A Comparative Study of Ke Factor in Design by Analysis for Fatigue Evaluation

Abstract

ASME Section III Design by Analysis rules provide a “Simplified Elastic-Plastic Analysis” approach for the fatigue usage evaluation when the primary plus secondary stress range exceeds the limit of 3Sm. A penalty factor Ke is applied to the alternating peak stress calculated by assuming elastic material behavior. There is general consensus that the Ke factor determined using current code equations can be overly conservative for some conditions, and can lead to severe design limitations. The ASME code committees have been actively working on revising the Ke equations. The work in this paper intends to assess the conservatism of the Ke procedure in current ASME NB-3228.5, and to evaluate the two proposed alternative ASME Code Ke procedures through a comparative study.

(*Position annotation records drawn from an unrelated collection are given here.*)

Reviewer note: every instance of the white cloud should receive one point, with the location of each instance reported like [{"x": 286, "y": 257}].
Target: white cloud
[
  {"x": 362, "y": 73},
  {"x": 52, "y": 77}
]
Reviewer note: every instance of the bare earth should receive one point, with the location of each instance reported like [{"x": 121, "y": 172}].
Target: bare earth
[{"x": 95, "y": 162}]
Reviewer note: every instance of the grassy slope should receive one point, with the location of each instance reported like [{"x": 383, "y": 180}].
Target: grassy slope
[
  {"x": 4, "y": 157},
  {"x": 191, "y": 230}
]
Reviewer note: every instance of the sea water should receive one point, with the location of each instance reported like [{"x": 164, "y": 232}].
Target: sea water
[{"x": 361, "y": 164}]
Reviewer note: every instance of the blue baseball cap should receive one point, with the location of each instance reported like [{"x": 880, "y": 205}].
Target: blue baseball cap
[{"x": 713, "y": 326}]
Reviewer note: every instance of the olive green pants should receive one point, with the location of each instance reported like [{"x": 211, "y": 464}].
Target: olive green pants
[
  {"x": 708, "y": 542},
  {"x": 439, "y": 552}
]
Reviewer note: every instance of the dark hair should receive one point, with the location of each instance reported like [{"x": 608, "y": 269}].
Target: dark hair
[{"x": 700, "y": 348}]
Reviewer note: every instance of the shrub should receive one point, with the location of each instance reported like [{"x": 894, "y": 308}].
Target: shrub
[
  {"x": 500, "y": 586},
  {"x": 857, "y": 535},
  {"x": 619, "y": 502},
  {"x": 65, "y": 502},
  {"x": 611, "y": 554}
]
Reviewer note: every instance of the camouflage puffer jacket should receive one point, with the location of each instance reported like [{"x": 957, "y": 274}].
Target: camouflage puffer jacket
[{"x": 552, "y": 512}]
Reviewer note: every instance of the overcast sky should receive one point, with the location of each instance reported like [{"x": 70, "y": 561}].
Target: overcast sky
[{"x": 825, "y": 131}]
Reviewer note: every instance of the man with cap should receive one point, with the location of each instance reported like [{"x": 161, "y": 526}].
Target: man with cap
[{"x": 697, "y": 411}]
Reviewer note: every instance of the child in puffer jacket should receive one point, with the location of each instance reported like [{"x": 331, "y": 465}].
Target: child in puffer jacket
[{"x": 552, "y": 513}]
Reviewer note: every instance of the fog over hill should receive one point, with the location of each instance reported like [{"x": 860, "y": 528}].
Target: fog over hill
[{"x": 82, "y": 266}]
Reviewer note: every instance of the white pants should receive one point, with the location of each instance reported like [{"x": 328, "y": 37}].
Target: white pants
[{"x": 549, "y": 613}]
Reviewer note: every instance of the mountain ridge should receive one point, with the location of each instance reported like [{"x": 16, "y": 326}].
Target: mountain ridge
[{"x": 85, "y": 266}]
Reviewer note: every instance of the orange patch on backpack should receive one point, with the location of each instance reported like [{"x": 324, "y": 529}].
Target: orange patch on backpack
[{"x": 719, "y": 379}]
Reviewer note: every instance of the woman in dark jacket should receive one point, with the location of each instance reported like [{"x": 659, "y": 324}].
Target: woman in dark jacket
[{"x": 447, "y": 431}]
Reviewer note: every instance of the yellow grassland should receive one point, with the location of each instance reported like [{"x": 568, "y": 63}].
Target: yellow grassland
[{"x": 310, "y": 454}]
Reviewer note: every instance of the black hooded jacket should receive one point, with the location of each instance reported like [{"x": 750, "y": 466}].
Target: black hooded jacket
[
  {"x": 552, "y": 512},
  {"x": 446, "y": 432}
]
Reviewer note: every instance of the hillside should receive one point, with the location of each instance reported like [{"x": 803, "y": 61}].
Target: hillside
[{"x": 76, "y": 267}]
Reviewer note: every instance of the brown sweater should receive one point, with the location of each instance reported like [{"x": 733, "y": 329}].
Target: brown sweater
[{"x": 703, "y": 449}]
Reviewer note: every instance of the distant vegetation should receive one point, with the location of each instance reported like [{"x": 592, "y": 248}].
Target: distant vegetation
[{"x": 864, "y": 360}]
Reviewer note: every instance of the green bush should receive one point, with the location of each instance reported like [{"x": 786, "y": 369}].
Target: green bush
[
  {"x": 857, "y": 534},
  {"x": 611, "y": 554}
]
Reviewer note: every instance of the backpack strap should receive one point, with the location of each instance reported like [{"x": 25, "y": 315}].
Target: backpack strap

The evaluation focuses on the Ke procedure related to the effect of through-wall temperature gradient induced stresses on fatigue life for austenitic stainless steel. The conservatism of current ASME NB-3228.5 rules for the Ke factor is demonstrated through the comparison of predicted fatigue life with the test result of a stainless steel stepped pipe. In view of the technical background that the Ke factor represents the ratio of the actual strain range to the elastically calculated strain range, the theoretically accurate Ke factor can be calculated from elastic and elastic-plastic analyses. This directly calculated Ke factor is found to be in good agreement with the fatigue life from the test. A comparative study of procedures for calculating the Ke factor using current ASME NB-3228.5 rules and its counterparts in various codes is then conducted. B31.7 code, French RCC-M code and Japanese JSME code are considered. The two proposed alternative ASME Code Ke methodologies are evaluated. The differences in calculated Ke values are illustrated through the sample stepped pipe problem with various thermal transients. The directly calculated Ke factor using elastic and elastic-plastic analyses is used as reference value for comparison and conservatism assessment.